Otherness and dialogue in the sign, precisely between the interpreted sign and the interpretant sign, constitute the structure of sign, including the sign that is the I: alterity and dialogue are constitutive characteristics of the I in the semiosic process of actualization as I. This is a continuous responsive process that implies the relation of otherness both internally and externally with respect to the process itself of actualization as I. In other words, the relation of otherness or alterity is a dialogic relation that already implies in itself a responsive and responsible interpretation with regard to the interior other (or others) of self, as much as the exterior  other (or others). And it is important to underline that there is no interruption or natural barrier between the responsive and responsible behaviour of self, on the one hand, and the other selves beyond one’s own self, on the other (Petrilli 2013).

 

Following Peirce, from the perspective of human social semiotics (or anthroposociosemiotics), our gaze on sign behaviour must embrace the fields of ethics, aesthetics and ideology. Thus equipped the logico-cognitive boundaries of semiosic processes must be extended to contemplate problems of an axiological order. This approach implies focusing on the human capacity for evaluation, critique and responsibility in the direction of what we propose to call ‘semioethics’ (see Petrilli and Ponzio 2003, 2008, 2010), or what Victoria Welby designated with the term ‘significs’ (Welby 1983, 1985; Petrilli 2009). Welby and Peirce were in direct contact with each through an intense epistolary correspondence during the last decade of their lives during which they discussed and modelled their ideas together, in constant dialogue with each other (Hardwick 1977).

 

Welby privileged the term ‘significs’ for her theory of sign and meaning to underline the scope of her approach and its special focus on the problem of ‘significance’, that is, on meaning in its ethical dimension. Therefore Welby’s focus was on the relation between signs and values, theory of meaning and theory of values, axiology. In his own  studies on signs, Charles Morris (1964) too focused on problems of significance beyond signification, therefore on problems of an axiological order. Welby’s term ‘significs’ indicates her insistent concern for such aspects as the value, pertinence, and signifying scope of signs, that is, their significance.

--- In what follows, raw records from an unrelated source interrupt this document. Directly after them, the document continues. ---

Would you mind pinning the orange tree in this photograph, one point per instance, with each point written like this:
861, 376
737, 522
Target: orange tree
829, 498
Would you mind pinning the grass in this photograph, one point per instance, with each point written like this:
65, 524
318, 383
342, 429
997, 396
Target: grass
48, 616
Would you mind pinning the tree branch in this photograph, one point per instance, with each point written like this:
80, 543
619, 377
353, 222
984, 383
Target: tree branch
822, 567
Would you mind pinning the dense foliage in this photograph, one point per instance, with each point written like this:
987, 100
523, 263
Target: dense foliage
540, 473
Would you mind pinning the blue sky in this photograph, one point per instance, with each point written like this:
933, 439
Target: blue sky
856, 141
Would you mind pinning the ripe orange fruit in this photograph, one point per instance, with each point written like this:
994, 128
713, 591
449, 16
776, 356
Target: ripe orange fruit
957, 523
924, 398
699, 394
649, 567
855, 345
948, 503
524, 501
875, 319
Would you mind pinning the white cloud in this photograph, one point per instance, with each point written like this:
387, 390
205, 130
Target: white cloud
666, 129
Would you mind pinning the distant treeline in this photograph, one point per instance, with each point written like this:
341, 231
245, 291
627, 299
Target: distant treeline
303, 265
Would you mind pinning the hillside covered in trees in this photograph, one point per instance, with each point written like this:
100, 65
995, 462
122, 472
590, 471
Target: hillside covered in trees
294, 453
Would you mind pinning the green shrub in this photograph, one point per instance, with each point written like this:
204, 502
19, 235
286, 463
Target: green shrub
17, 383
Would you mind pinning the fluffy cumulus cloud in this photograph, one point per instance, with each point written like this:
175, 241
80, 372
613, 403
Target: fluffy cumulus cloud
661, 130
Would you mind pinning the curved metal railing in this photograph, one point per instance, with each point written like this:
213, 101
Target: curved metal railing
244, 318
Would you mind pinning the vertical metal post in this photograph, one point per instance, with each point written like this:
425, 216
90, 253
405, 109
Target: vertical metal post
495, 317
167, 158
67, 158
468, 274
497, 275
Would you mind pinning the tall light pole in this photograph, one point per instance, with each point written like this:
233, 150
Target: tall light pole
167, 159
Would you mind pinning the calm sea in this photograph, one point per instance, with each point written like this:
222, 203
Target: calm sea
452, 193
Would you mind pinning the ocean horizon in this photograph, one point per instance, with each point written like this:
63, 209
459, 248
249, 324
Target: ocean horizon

This presupposes special attention for the human being’s involvement in the life of signs considered not only in abstractly theoretical terms but also in emotional and pragmatic terms.

 

3. From reason to reasonableness

 

Coherently with  his pragmatism or ‘pragmaticism’ as he preferred in a subsequent phase of his research, Peirce developed his cognitive semiotics in close relation to the study of human social behaviour and human interests globally. From this perspective the problem of knowledge necessarily presupposes problems of an axiological order. Peirce introduced the concept of reasonableness which he described in terms of an open-ended dialectic-dialogic signifying process. He thematizes the development of thought processes through ongoing semiosic processes in becoming oriented by the logic of otherness, unbiased by prejudice: an unfinalizable sign process regulated by the principle of continuity or synechism.